Women typically talk about the cervix concerning childbirth, or compared to getting a Pap smear. But many are unaware of what the cervix is and the way it functions. Discover more about the way the cervix has an important function in the female reproduction system.
Everything You Will Need to Know About Your Cervix
The cervix is the lower portion of the uterus.
It is about two inches long, and it is tubular in shape.
It hastens during childbirth to permit for the passing of the infant. Additionally, it allows for the passage of menstrual fluid from the uterus, and sperm should undergo the cervix so as to reach the uterus.
The cervix is vulnerable to many health conditions, such as chronic inflammation, polyps, dysplasia, and cancer. Regrettably, cervical conditions infrequently pose symptoms in the early stages; thus, a regular Pap smear from a gynecologist is essential. A Pap smear can spot abnormal peripheral changes before they become cancerous.
Cervical cancer screening guidelines that were updated by the Congress of Obstetricians and Gynecologists (ACOG) at February 2016 indicate:
- Women should have their first Pap smear at age 21. (The previous guidelines advocated that girls have their first Pap three years after becoming sexually active or at age 21–whichever came first.)
- Women aged 21–29 years ought to have a Pap test alone every 3 decades. HPV testing is not recommended.
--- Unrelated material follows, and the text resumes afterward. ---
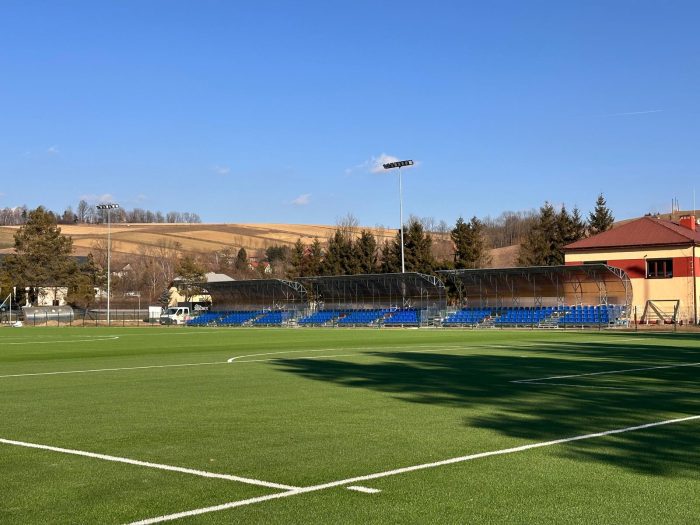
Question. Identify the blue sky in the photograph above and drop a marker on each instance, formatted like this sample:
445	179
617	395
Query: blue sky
272	111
- Girls aged 30–65 years should have a Pap test and an HPV test (co-testing) every 5 years (favored ). It also is okay to have a Pap test alone each 3 decades.
- Girls age 65 or older should stop having cervical cancer screenings if they do not have a history of severe or moderate abnormal cervical cells or cervical cancer, and if they’ve had either three negative Pap test leads to a row or 2 negative co-test results in a row within the last ten years, with the most recent test conducted within the past 5 years.
- Girls who have had a hysterectomy should ask their physician about whether or not they still need screening. The answer is dependent upon several factors, such as whether the cervix was removed, the hysterectomy has been needed, and whether there is a history of mild or severe cervical cell changes or cervical cancer. Even if the cervix is removed at the time of their hysterectomy, cervical cells may still be present in the top of the vagina. If you’ve got a history of cervical cancer or cervical cell changes, you need to continue to have screenings for 20 years after the time of your operation.
Anatomy of the Cervix
Several key elements contribute to peripheral function. These areas of the cervix are usually discussed during pregnancy, Pap smears, and colposcopy examinations. It is important to get familiar with them so you are able to understand possible changes occurring in your cervix. This understanding will also help you understand evaluations, like the Pap smear or colposcopy.
- Endocervical Canal: This is the potential area in the middle of the tube of tissue that’s the cervix. During a colposcopy, the doctor may take a sample of cells in the endocervical canal. This is known as an endocervical curettage (ECC).
- Ectocervix: This is the lower portion of the cervix which protrudes into the anus.
- Internal Os: This Portion of the cervix is nearest to the uterus. During childbirth and pregnancy, you may hear the doctor talk about the”os.”
- External Os: Here is the launching of the ectocervix.
- Transformation Zone: That can also be called the”TZ” for short. This is the region of the cervix where cervical dysplasia commonly occurs. The transformation zone can be discussed during a colposcopy examination.
Again, using regular Pap smears is vital to detect any early changes in cervical cells which may lead to cervical cancernevertheless, you should be aware that the majority of abnormal Pap smears are the result of inflammation or disease.